Hükümetin göreve geldiği günden bu yana sürekli vergi ve prim affı çıkardığını biliyoruz. Daha fazla da çıkardı ama IMF ile stand-by anlaşmaları bunu engelledi. Herhalde vergi affında Süleyman Demirel dönemlerinden sonra en çok af bu Hükümet döneminde çıkmıştır. Her seferinde de bunun vergi affı olmadığı, bunun son düzenleme olduğu söylendi ama sürekli yapıldı.

Vergi afları genellikle Hükümetlerin dik duramadıkları, oy kaybına uğradıklarını düşündükleri dönemlerde ve seçimlerin öncesinde yapılır. Babacan’ın söylediğine göre de yine referandum sonrası seçim öncesi bir vergi affı gelecek.

Özetle vergi afları Hükümetlerin popülizme kaydıkları dönemlerin ürünüdür. İşte mali kuralın ertelenme nedeni de zaten böyle bir döneme girilmiş olması. Böyle bir dönemde Hükümetler, Mali Kural gibi kendilerini kısıtlayacakları, harcamaları kısmak zorunda kalacakları düzenlemeleri yürürlüğe sokmazlar.

O nedenle piyasalar, “Mali Kural’ın ertelenmesinin büyük hata olduğunun anlaşılıp, 2011 bütçesinde uygulanacağı” konusunda boş yere umutlanmasınlar.

Bence referandumdan hangi sonuç çıkarsa çıksın, böyle bir umut artık kalmadı.

Onun yerine piyasalar, seçim ekonomisinin dozunu takip etmeliler.

VERGİ AFFI ANAYASA İLE YASAKLANMALI

Hükümet vergi affına “vergi borçlarının yapılandırması” diyor. Bunun da ötesine geçildi; bir bakan bu yapılandırmanın maliyeti olmayacağını, olsa olsa geliri artıracağını, çünkü bu yolla ödenmeyen bazı borçların tahsilinin mümkün olacağını söylemiş. Yani affı savunmuş...

İktisat literatürü bu tür vergi aflarının neler getirip neler götürdüğüne ilişkin örnekler ve oluşturulan kuramlarla doludur. Vergi aflarının birkaç aylığına getireceği ek tahsilatın, götürdüklerinin çok üzerinde olduğu, kıyas kabul edilemeyeceği açıktır. Yani vergi aflarının birbirini doğurduğu, bu yöntemin sık uygulanması halinde doğru dürüst bir vergi sisteminin imkansız olduğu kesindir. Bunun da ötesinde vergi aflarının devlete olan güveni zedelediği, zamanında vergi ödeyenleri artık zamanında ödemekten caydıracağını, verginin temel ilkelerinden olan adalet duygusunu derinden zedeleyeceğini, artık herkes biliyor.

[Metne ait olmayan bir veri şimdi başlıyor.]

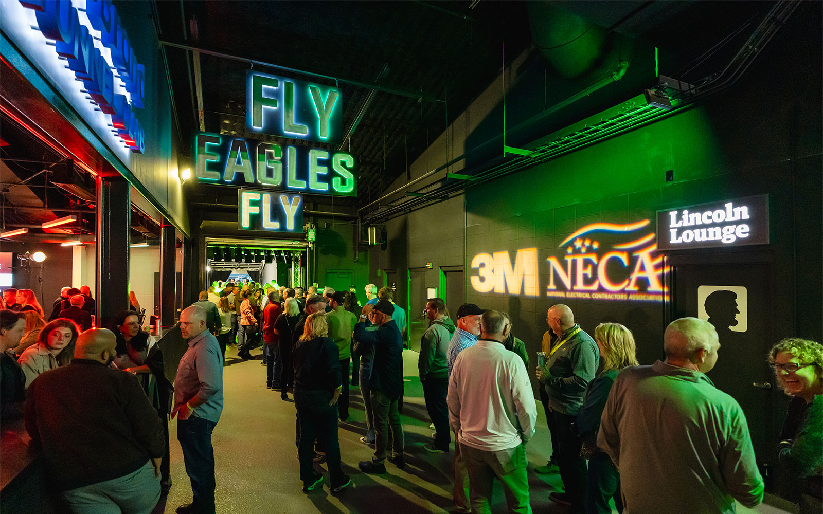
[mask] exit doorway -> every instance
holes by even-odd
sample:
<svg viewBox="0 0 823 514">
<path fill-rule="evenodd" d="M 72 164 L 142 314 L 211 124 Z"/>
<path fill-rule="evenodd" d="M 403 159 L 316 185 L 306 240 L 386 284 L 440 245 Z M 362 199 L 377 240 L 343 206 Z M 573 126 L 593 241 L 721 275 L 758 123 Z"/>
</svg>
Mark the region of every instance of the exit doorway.
<svg viewBox="0 0 823 514">
<path fill-rule="evenodd" d="M 666 324 L 693 317 L 718 331 L 718 361 L 706 376 L 743 410 L 755 455 L 765 477 L 785 409 L 766 354 L 777 342 L 772 325 L 771 263 L 765 254 L 671 256 Z M 768 484 L 769 482 L 767 482 Z"/>
</svg>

Gelişmiş ülkelerde, vergi sistemi işleyen ülkelerde kriz dönemlerinde parasal gevşetmeler, devlet yardımları yapıldığını gördük ama hiç vergi affı gördük mü?

Çünkü af yaptıkları takdirde bir daha sistemi işletemeyeceklerini biliyorlar.

Bence artık ekonomik anayasa zamanı geldi. Vergi affını yasaklayan, mali kuralı getiren, yani halkın uzun vadeli çıkarını koruyan maddeler anayasaya girmeli.